Explain four incentives and pressures that increase the risk of fraud.

(1) the client operating in a highly competitive industry, (2) a significant decline in demand for the client's products and services, (3) failing profits, and (4) a threat of takeover

What will an auditor consider in assessing the integrity of a client's management, board, and other personnel?

When assessing the integrity of the client's management, board, and other personnel, the auditor will consider the reputation of the client, its management, directors, and key stakeholders. Auditors will consider a client's reasons for switching audit firms, if the company was previously audited, and management's attitude to risk exposure. Auditors will consider management's attitude to the implementation and maintenance of adequate internal controls, the appropriateness of management's interpretation of accounting rules, and management's willingness to allow the auditors full access to client personnel, records, and information required to form their opinion.

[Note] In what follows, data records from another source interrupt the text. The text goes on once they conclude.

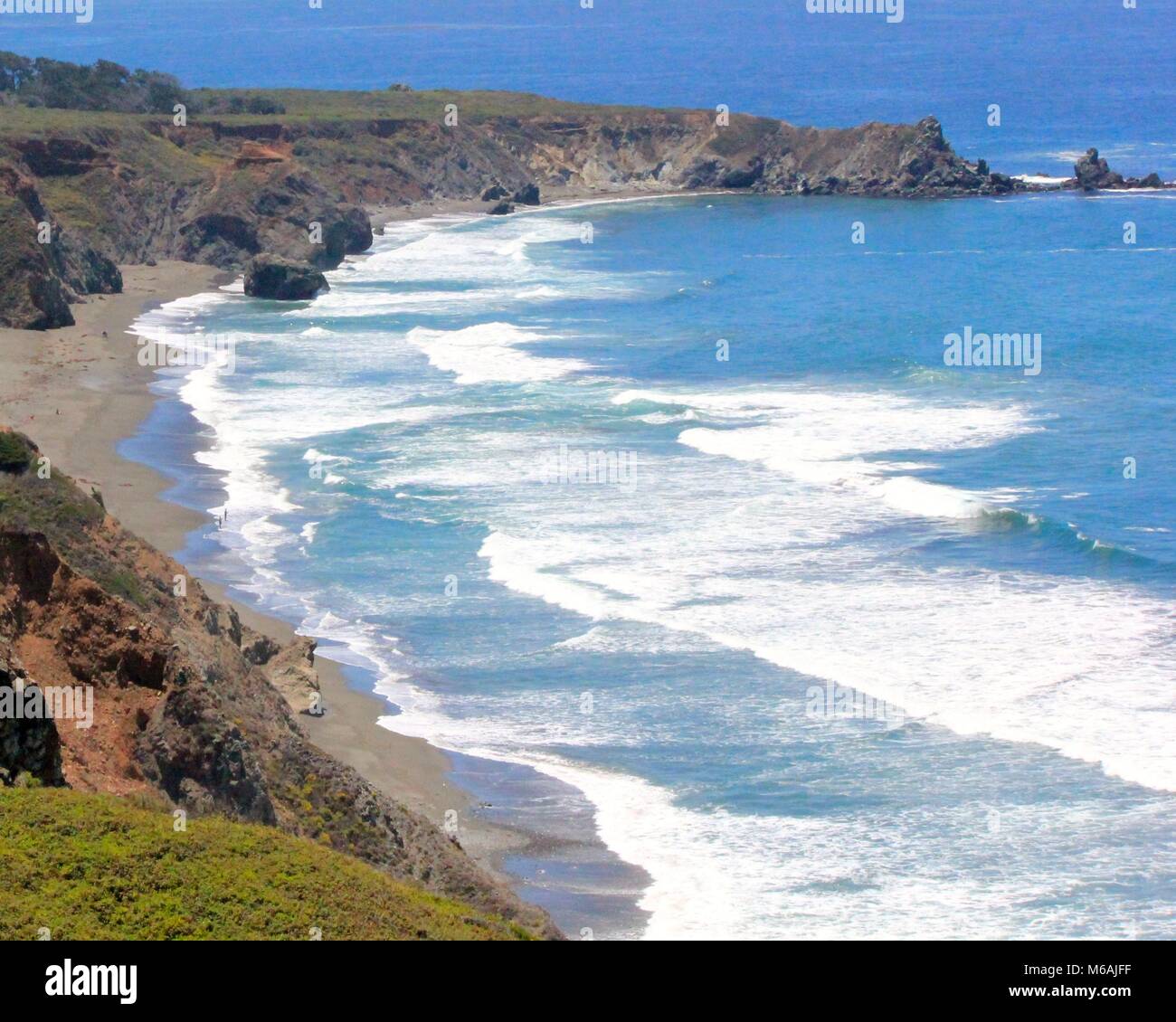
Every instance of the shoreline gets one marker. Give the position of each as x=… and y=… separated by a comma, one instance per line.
x=79, y=393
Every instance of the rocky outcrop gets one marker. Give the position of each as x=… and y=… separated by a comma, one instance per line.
x=1093, y=175
x=223, y=190
x=282, y=279
x=188, y=704
x=30, y=748
x=43, y=267
x=527, y=195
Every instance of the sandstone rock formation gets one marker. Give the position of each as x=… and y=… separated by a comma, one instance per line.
x=282, y=279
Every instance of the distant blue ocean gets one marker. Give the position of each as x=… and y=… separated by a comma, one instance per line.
x=1066, y=75
x=678, y=504
x=838, y=639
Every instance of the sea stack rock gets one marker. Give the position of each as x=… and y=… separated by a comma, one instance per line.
x=282, y=279
x=527, y=195
x=1093, y=173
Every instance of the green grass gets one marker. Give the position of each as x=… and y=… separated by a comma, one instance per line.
x=15, y=453
x=94, y=867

What is qualitative materiality?

information or misstatements that impact a user's decision-making process for a reason other than its magnitude.

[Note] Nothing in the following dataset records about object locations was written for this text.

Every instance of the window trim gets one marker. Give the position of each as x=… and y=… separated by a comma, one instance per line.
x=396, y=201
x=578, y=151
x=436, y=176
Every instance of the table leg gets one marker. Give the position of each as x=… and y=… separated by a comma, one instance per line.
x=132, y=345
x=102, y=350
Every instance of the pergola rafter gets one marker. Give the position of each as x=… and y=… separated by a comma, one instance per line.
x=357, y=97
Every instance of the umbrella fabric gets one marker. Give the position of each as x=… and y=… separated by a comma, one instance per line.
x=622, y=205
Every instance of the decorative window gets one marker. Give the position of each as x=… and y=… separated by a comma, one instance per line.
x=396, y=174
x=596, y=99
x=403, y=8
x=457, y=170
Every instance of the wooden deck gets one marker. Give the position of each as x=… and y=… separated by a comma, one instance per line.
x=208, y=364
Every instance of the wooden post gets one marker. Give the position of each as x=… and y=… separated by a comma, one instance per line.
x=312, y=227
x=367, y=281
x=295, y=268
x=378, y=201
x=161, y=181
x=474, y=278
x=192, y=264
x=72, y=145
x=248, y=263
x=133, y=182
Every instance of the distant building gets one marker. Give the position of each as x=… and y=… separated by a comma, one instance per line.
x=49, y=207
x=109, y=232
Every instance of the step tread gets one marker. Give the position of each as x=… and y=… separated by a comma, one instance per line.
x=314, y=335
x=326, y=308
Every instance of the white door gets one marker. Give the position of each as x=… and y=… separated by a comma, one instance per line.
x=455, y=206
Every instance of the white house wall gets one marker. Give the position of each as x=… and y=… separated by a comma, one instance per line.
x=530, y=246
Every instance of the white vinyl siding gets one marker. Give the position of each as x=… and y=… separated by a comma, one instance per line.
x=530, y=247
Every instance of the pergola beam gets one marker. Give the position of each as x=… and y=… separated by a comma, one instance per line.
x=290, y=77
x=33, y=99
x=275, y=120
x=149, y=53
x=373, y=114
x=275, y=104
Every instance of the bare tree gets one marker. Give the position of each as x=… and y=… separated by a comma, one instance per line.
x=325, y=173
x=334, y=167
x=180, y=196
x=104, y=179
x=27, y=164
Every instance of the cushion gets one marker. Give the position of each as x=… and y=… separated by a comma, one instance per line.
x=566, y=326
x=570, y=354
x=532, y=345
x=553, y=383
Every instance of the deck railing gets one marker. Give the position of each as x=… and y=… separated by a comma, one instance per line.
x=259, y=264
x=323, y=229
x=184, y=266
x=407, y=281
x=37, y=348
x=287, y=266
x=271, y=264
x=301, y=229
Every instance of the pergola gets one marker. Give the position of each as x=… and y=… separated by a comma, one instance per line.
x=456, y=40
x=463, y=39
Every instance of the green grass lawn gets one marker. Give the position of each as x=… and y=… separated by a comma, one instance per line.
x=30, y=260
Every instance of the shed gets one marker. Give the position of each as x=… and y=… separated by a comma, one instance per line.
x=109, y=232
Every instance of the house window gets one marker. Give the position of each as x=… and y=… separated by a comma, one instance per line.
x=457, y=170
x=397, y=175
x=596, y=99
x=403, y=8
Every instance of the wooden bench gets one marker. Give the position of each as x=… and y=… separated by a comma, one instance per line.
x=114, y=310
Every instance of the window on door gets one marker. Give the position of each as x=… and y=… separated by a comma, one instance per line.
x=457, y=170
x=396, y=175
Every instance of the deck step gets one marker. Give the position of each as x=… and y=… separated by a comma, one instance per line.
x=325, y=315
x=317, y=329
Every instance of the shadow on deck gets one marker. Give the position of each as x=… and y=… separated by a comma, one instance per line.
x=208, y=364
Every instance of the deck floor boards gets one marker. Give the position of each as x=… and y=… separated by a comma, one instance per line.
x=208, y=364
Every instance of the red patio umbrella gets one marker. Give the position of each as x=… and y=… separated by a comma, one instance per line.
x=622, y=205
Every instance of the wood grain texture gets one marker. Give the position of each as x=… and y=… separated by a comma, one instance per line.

The relationship between risk of material misstatement and detection risk

inverse relationship, RMM is high, detection risk is low

Explain how the risk assessment phase helps to improve the efficiency and effectiveness of the audit.

requires auditors to plan with the goal of minimizing audit risk, thereby ensuring that appropriate attention is paid to the accounts and transactions most at risk of being materially misstated.

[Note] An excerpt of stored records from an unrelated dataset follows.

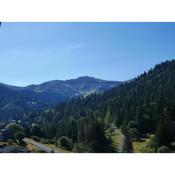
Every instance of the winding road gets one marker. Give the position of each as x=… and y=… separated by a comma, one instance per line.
x=41, y=146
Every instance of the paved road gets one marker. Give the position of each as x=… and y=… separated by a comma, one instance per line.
x=122, y=142
x=41, y=146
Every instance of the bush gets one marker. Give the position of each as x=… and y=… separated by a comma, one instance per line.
x=37, y=139
x=10, y=141
x=19, y=136
x=65, y=143
x=79, y=148
x=163, y=149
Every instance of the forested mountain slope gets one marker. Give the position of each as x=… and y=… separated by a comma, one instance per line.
x=145, y=105
x=15, y=101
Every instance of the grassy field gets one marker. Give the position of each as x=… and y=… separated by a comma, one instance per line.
x=115, y=137
x=60, y=150
x=146, y=145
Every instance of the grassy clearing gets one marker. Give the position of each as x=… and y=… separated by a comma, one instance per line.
x=115, y=137
x=32, y=148
x=146, y=145
x=60, y=150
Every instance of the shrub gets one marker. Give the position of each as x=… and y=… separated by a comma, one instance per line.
x=65, y=142
x=37, y=139
x=79, y=148
x=163, y=149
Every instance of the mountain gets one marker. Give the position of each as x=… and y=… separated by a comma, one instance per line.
x=144, y=108
x=48, y=93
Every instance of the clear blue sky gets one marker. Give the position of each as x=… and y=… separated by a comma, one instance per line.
x=31, y=53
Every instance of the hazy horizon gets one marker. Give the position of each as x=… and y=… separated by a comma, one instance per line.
x=33, y=53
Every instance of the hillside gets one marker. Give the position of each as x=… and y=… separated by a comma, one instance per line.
x=142, y=107
x=15, y=101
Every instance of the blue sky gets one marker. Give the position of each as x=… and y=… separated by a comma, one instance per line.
x=31, y=53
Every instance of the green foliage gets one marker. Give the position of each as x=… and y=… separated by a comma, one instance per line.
x=80, y=148
x=65, y=143
x=15, y=127
x=37, y=131
x=163, y=149
x=164, y=133
x=19, y=136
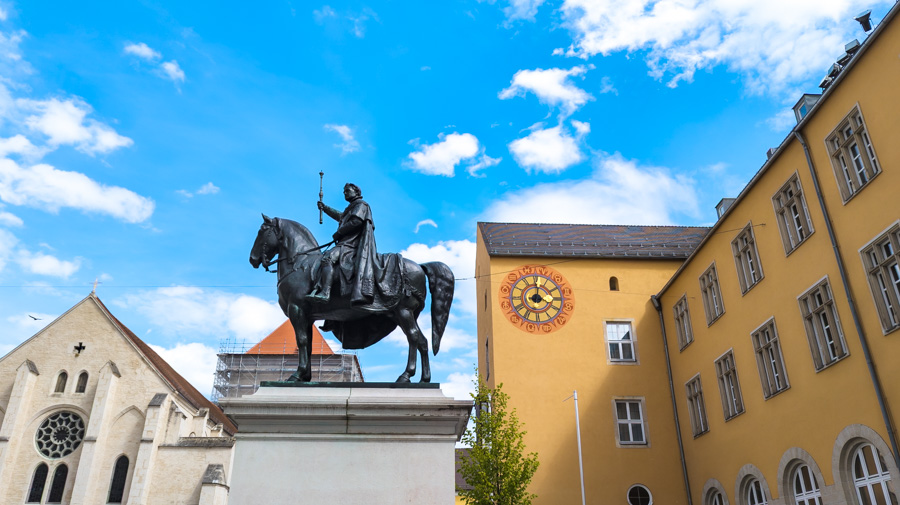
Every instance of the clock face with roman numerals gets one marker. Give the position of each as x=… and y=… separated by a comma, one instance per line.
x=536, y=299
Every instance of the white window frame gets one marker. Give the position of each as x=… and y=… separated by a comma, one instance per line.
x=729, y=385
x=746, y=259
x=881, y=260
x=823, y=326
x=769, y=359
x=696, y=406
x=805, y=493
x=630, y=402
x=792, y=214
x=613, y=341
x=756, y=494
x=852, y=154
x=870, y=482
x=683, y=329
x=711, y=294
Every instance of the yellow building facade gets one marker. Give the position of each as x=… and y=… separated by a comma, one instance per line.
x=779, y=334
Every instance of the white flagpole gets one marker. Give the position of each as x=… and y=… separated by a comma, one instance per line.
x=578, y=436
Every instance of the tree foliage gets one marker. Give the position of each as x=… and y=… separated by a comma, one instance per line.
x=497, y=468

What are the three main phases of the audit?

risk assessment, risk response, and reporting

Briefly discuss why auditors must treat every audit as unique

risks associated with two companies may be different even if they are in the same industry. For clients in different industries, laws and regulations will differ amongst industries.

Describe the audit strategy when the auditor adopts a predominantly substantive approach

the audit strategy is to increase detailed substantive procedures performed at year-end

What is the purpose of developing an overall audit strategy?

the audit strategy provides the basis for developing the audit plan that details the nature, extent, and timing of audit procedures to be performed.

How does an auditor gather information about management integrity?

the auditor can communicate with the previous auditor (with client permission), client personnel, third parties such as lenders, industry peers, and read industry journals.

What are the components of the audit risk model?

the risk of material misstatement and detection risk. Risk of material misstatement consists of inherent risk and control risk.

Why would the auditors adopt a reliance on controls approach?

when internal controls are effective, and the auditors can perform less extensive detailed substantive procedures at year-end

What is quantitative materiality?

information or misstatements that exceed the magnitude of an auditor's preliminary materiality assessment, which is a percentage of an appropriate benchmark.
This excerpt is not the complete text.